Cisplatin (DDP), a cytotoxic antitumor drug, functions in a dose-dependent manner. However, the pursuit for high-dose therapeutic effects leads to more serious side effects including kidney toxicity. Nephrotoxicity caused due to endothelial cell dysfunction and neutrophils infiltration in kidneys. Interleukin-8 (IL-8) is an ELR+ chemokine binds with CXCR1/2 receptors and its role is primarily in neutrophils recruitment and also involved in invasion, angiogenesis and metastasis of different solid tumors including liver cancer. G31P, a CXCR1/2 antagonist, binds with CXCR1/2 with high affinity, and acts as an anti-inflammatory and antitumor agent.
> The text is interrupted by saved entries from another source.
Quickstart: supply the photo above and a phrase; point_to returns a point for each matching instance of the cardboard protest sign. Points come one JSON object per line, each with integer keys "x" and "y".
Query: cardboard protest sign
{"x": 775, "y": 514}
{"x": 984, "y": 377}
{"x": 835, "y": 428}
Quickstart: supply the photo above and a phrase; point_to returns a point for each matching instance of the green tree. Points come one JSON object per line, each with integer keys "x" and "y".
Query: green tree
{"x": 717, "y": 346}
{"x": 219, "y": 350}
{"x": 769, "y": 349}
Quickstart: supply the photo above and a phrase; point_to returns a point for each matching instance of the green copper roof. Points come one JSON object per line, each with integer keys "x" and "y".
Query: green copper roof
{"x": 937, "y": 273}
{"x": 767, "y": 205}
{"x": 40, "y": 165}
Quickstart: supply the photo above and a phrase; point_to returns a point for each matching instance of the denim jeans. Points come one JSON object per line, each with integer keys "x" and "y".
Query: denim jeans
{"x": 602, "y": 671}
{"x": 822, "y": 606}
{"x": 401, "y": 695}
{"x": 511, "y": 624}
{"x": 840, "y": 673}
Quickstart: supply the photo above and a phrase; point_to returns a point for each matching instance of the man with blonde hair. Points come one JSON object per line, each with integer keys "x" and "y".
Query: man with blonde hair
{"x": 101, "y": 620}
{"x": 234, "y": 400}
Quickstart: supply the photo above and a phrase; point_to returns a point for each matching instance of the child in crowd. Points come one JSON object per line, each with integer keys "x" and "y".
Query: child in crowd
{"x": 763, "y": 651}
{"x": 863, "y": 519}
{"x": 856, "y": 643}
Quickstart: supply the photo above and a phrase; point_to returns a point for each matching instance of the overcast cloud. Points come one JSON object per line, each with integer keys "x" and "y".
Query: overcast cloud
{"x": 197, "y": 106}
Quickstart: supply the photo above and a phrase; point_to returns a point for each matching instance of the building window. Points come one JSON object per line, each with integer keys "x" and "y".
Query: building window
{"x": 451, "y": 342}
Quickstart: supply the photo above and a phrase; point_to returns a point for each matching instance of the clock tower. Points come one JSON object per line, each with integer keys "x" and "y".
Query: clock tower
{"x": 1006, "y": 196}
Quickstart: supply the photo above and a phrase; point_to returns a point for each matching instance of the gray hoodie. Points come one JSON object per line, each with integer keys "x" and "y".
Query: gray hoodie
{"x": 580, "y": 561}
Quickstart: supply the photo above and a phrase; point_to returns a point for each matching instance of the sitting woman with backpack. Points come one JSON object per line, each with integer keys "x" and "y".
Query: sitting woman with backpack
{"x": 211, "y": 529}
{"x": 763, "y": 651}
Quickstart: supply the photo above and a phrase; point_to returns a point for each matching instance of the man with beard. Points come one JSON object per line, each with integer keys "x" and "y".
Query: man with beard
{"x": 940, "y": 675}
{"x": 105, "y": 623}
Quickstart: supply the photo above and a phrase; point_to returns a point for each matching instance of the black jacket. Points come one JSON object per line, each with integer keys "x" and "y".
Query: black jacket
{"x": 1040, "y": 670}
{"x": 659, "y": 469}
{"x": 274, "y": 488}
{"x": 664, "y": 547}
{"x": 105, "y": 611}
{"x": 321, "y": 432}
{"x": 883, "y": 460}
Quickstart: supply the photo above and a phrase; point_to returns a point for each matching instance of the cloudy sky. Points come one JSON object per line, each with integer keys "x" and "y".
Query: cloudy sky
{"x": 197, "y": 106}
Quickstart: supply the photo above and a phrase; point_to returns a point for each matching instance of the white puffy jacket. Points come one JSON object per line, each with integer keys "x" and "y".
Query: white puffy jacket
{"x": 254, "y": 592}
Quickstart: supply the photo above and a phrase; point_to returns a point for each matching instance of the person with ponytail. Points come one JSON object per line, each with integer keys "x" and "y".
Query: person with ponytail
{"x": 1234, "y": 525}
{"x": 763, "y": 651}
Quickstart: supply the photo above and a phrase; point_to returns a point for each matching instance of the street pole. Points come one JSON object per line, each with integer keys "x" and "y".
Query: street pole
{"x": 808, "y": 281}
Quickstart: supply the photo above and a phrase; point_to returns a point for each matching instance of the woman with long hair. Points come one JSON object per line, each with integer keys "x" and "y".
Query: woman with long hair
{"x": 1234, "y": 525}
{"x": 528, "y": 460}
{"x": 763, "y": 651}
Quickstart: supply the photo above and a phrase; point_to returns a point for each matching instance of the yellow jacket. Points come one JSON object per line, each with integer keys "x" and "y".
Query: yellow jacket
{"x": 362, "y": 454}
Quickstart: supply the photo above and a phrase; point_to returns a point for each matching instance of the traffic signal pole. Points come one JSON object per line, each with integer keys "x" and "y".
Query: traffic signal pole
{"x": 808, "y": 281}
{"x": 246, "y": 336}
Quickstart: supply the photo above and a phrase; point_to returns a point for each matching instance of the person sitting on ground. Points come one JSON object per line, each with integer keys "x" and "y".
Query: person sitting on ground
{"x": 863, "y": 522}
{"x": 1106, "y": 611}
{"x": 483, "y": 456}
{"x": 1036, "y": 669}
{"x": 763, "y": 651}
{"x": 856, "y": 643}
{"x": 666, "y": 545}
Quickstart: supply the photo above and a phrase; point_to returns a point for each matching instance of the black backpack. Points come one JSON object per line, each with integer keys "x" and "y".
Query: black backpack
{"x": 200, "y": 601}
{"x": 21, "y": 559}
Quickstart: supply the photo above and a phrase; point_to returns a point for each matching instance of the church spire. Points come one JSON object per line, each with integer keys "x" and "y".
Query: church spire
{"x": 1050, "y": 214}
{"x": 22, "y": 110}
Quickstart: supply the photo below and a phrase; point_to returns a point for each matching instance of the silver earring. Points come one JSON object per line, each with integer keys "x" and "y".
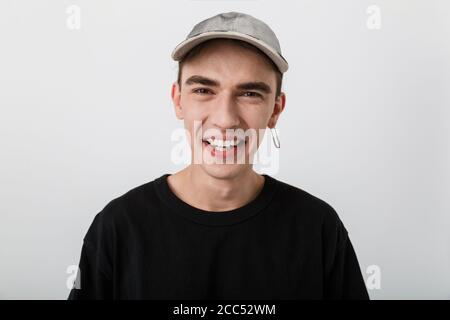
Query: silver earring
{"x": 275, "y": 138}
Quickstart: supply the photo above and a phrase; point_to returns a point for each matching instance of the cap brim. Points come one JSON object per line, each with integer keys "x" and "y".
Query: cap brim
{"x": 184, "y": 47}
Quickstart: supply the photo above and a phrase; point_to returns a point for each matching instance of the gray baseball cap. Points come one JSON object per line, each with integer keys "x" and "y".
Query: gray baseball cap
{"x": 234, "y": 25}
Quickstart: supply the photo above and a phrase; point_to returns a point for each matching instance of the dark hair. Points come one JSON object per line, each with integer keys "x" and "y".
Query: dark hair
{"x": 197, "y": 49}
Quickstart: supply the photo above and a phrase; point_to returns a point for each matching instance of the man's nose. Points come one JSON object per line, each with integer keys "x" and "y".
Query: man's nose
{"x": 224, "y": 113}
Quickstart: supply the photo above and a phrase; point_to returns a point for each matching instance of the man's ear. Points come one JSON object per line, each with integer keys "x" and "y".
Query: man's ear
{"x": 176, "y": 99}
{"x": 280, "y": 102}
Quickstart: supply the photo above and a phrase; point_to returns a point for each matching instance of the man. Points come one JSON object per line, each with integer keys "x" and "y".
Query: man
{"x": 217, "y": 230}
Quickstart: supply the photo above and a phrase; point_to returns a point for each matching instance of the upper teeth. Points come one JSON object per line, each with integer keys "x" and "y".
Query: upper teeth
{"x": 223, "y": 143}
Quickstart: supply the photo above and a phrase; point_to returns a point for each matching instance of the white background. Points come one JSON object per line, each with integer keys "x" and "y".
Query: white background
{"x": 86, "y": 115}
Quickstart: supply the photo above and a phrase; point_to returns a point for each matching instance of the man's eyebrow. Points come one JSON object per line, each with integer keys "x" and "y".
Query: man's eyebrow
{"x": 201, "y": 80}
{"x": 260, "y": 86}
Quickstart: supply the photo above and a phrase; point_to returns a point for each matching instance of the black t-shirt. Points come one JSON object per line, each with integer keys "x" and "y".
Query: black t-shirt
{"x": 284, "y": 244}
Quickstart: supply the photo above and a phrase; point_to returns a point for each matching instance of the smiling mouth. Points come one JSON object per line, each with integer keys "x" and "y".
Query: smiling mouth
{"x": 223, "y": 146}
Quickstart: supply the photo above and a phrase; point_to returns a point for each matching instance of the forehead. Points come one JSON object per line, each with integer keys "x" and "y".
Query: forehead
{"x": 229, "y": 63}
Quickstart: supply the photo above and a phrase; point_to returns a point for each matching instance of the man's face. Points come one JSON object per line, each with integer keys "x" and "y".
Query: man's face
{"x": 225, "y": 88}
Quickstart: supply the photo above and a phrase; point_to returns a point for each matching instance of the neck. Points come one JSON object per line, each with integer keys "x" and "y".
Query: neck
{"x": 201, "y": 190}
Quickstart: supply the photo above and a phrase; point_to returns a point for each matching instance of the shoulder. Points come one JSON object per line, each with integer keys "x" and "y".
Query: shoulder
{"x": 311, "y": 212}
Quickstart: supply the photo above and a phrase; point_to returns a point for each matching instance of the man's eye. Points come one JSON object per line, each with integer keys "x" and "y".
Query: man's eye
{"x": 201, "y": 91}
{"x": 252, "y": 94}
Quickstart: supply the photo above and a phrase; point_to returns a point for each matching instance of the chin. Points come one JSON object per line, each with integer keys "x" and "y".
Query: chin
{"x": 224, "y": 171}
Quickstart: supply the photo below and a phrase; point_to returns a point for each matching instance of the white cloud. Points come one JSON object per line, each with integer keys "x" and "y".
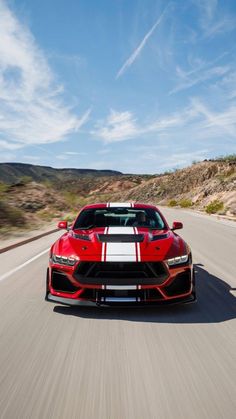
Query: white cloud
{"x": 142, "y": 44}
{"x": 31, "y": 105}
{"x": 196, "y": 122}
{"x": 213, "y": 20}
{"x": 75, "y": 153}
{"x": 118, "y": 126}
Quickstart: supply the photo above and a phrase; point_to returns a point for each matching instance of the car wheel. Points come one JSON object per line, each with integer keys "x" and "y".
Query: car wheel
{"x": 47, "y": 285}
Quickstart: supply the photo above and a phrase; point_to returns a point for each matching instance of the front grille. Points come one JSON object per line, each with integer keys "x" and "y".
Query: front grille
{"x": 121, "y": 238}
{"x": 121, "y": 273}
{"x": 60, "y": 282}
{"x": 180, "y": 285}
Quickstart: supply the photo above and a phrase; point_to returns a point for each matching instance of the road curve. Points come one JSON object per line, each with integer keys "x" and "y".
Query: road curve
{"x": 165, "y": 362}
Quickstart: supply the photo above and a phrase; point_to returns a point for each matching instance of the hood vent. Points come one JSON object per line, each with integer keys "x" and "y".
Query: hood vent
{"x": 121, "y": 238}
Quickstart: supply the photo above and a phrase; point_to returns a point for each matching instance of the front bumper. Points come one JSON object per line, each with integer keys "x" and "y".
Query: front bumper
{"x": 118, "y": 302}
{"x": 64, "y": 287}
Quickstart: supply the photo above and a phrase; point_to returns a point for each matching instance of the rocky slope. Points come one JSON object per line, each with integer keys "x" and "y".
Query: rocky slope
{"x": 26, "y": 203}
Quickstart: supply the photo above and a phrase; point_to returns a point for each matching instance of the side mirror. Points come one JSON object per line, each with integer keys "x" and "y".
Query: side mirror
{"x": 62, "y": 224}
{"x": 177, "y": 225}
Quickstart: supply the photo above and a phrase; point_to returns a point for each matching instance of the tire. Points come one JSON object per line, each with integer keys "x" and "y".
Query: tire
{"x": 47, "y": 285}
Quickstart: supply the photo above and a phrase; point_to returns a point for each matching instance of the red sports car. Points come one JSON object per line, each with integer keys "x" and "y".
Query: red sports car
{"x": 120, "y": 253}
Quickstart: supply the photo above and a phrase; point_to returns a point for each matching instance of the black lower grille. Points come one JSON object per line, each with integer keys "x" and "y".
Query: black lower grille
{"x": 60, "y": 282}
{"x": 180, "y": 285}
{"x": 121, "y": 273}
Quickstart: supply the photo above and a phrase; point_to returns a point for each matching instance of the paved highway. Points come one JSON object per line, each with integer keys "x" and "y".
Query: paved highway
{"x": 165, "y": 362}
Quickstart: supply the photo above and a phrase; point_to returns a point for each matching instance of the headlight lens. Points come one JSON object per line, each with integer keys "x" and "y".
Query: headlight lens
{"x": 177, "y": 260}
{"x": 63, "y": 260}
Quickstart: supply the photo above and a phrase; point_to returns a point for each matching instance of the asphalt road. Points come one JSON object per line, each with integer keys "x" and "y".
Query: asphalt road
{"x": 165, "y": 362}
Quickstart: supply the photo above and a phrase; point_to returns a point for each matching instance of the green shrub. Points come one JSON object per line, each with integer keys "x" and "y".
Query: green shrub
{"x": 25, "y": 180}
{"x": 11, "y": 215}
{"x": 185, "y": 203}
{"x": 3, "y": 188}
{"x": 214, "y": 206}
{"x": 172, "y": 203}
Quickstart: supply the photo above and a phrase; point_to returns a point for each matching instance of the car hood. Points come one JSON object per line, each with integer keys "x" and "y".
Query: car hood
{"x": 120, "y": 243}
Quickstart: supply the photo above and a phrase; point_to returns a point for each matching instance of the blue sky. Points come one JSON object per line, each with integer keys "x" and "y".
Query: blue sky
{"x": 131, "y": 85}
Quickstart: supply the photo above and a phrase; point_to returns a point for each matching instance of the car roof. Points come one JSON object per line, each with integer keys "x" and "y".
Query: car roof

In the present study, we examined the antitumor effects of G31P and DDP on mouse liver cancer cells, and the effects exerted by G31P on cisplatin-induced renal injury. In vitro, effects of the G31P and DDP regimen on H22 cell proliferation were investigated by MTT assay. In vivo BALB/c mice were inoculated subcutaneously with 1x10(6) H22 cells and treated after one week with a high single dose of DDP with and without G31P on alternative days until the experiment was terminated. On the 15th day the mice were sacrificed, dissected and kidney tissues were analyzed using H&E staining. Myeloperoxidase (MPO) activity was assessed and RT-PCR was performed to detect inflammatory cytokines. Solid tumors were weighed for tumor growth and performed pathological examination, immunohistochemistry and western blotting were performed to detect tissue-related protein expressions in tumor tissue. The tumor inhibitory rate of DDP, G31P and DDP+G31P groups was 38.40, 40.74 and 74.80%, respectively, and the general state of mice in the DDP+G31P group was significantly improved as compared to the DDP group. The results indicated that G31P with DDP significantly inhibited the proliferation while the growth of H22 cell carnimona in vitro and in vivo enhanced the efficacy of cisplatin in cancer treatment with reduced side effects on acute renal failure.